Tüm gün kendini aç bırakma, sadece birkaç yiyeceği yiyip geri kalan hiçbir yiyeceği yememek, hekim tavsiyesi olmadan diüretik veya laksatif çay ve besin takviyelerine başvurmak, sağlığı tehdit edebilecek ağır egzersiz yapmak, yenilen yiyecekleri kusmaya çalışmak gibi yöntemlerle insanlar ciddi sağlık problemlerine yol açacak yöntemlere başvurarak zayıflamaya çalışıyorlar.
Tehlike sinyallerinin çaldığını nasıl ve ne zaman anlamalıyız?

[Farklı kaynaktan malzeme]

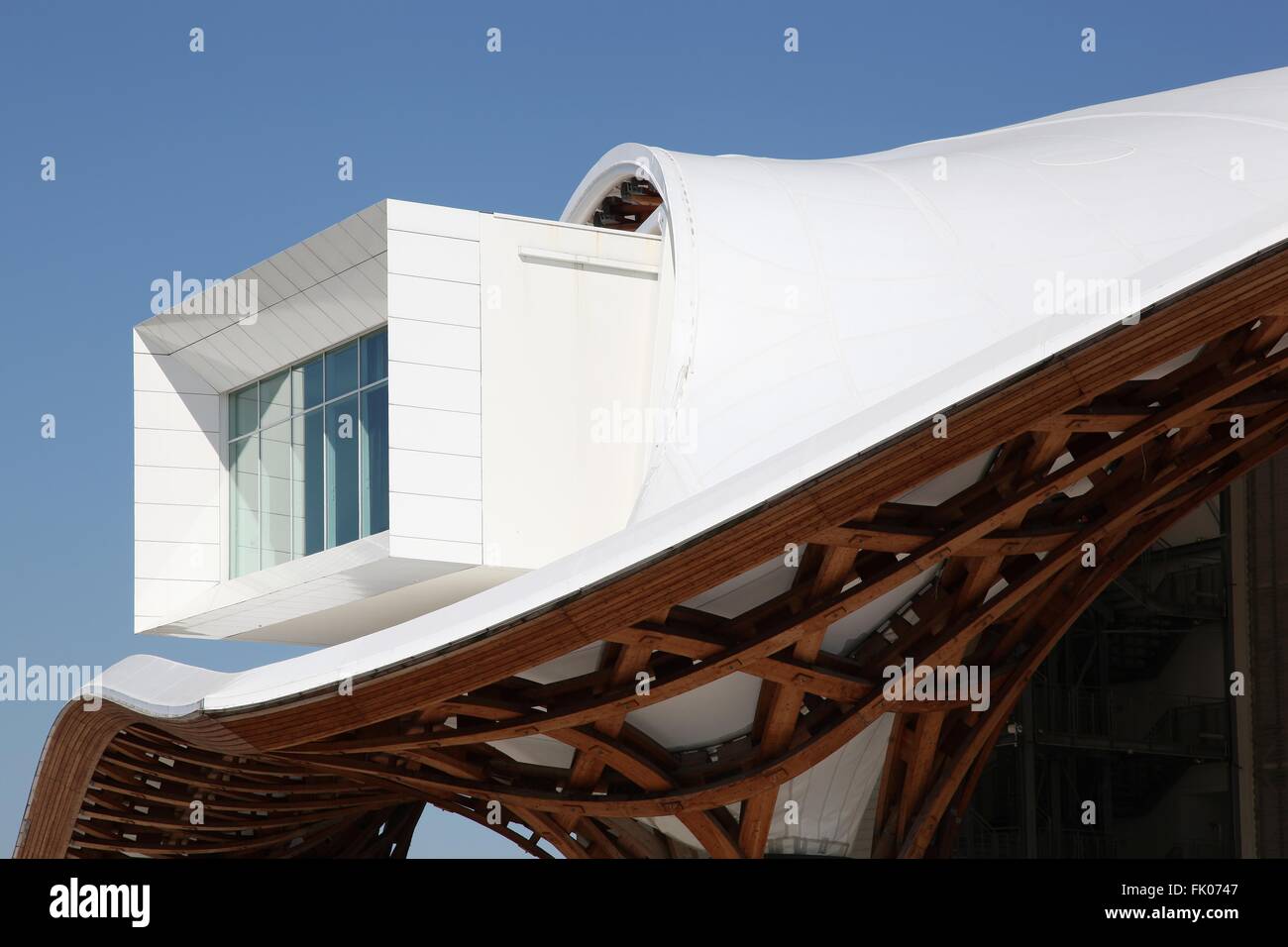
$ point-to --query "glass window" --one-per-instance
(244, 411)
(274, 399)
(308, 479)
(274, 495)
(244, 476)
(375, 460)
(308, 457)
(342, 371)
(307, 384)
(342, 472)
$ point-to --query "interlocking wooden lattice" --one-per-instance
(330, 775)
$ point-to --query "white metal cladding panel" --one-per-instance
(434, 382)
(174, 523)
(438, 474)
(433, 300)
(432, 385)
(432, 219)
(159, 410)
(176, 532)
(434, 343)
(438, 258)
(437, 517)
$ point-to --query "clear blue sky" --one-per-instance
(209, 162)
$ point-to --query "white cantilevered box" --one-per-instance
(514, 350)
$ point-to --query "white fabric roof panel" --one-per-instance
(822, 307)
(901, 282)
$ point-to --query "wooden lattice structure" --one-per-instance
(1142, 419)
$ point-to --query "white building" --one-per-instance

Eğer bir çocuk ya da ergen sık sık aynada kendi bedenine bakıyor ve memnuniyetsizliğini dile getiriyorsa, kilo alıp almadığını kontrol etmek için aynada ya da fotoğraflarda kendisini inceliyor veya sık sık tartılıyorsa, gün içinde neredeyse hiçbir şey yemiyorsa, sadece kalorisi düşük yiyeceklere yöneliyorsa, yemek olan ortamlarda gergin hissediyor ve bu ortamlardan kaçıyorsa, sıkı diyetler ve kontrolsüzce gizli yemeler arasında gidip geliyorsa, kilosu sık sık değişiyorsa yeme bozukluğundan şüphelenilebilir.
“Değersizlik duygusuna dikkat”
Nasıl önleyeceğiz?
Ebeveynlerin çocuklarına kendilerini değerli hissettirmesi de yeme bozukluklarının önlenmesi açısından önemli. Değersizlik duygusu, kişinin kendi bedeni üzerinden değerli hissetmeye çalışmasına sebep olabilir. Ebeveynlerin çocuklarından başarı odaklı yüksek beklentileri de çocukların kendilerini yetersiz hissetmesine ve kendi yeterlilik duygularını dış görüntüleri üzerinden kazanmaya uğraşmalarına neden olabilir. Ayrıca, çocukları ve ergenleri sosyal medya ve medya üzerinden gelen gerçekçi olmayan “ideal beden şekli” kriterlerine dair bilinçlendirmek gerek. Yani görünenin yanıltıcı olduğu anlatılmalı. Yeme bozukluklarında erken müdahale oldukça önemli. Ebeveynler yeme bozukluklarından şüphe duyduğu an mutlaka profesyonel destek almak için bir uzmanın kapısını çalmalı. Akıllı telefon, tablet, bilgisayar kullanımı yaygınlaştıkça ekran karşısında yemek yeme de yaygınlaşıyor. Böylece, açlık tokluk sinyalleri ortadan kayboluyor. Yani kişi ne yediğinin farkına varmıyor. Bu sebeple de masada oturarak, yavaş yemek, yemeğin tadına odaklanmak fazla yememek adına oldukça önemli.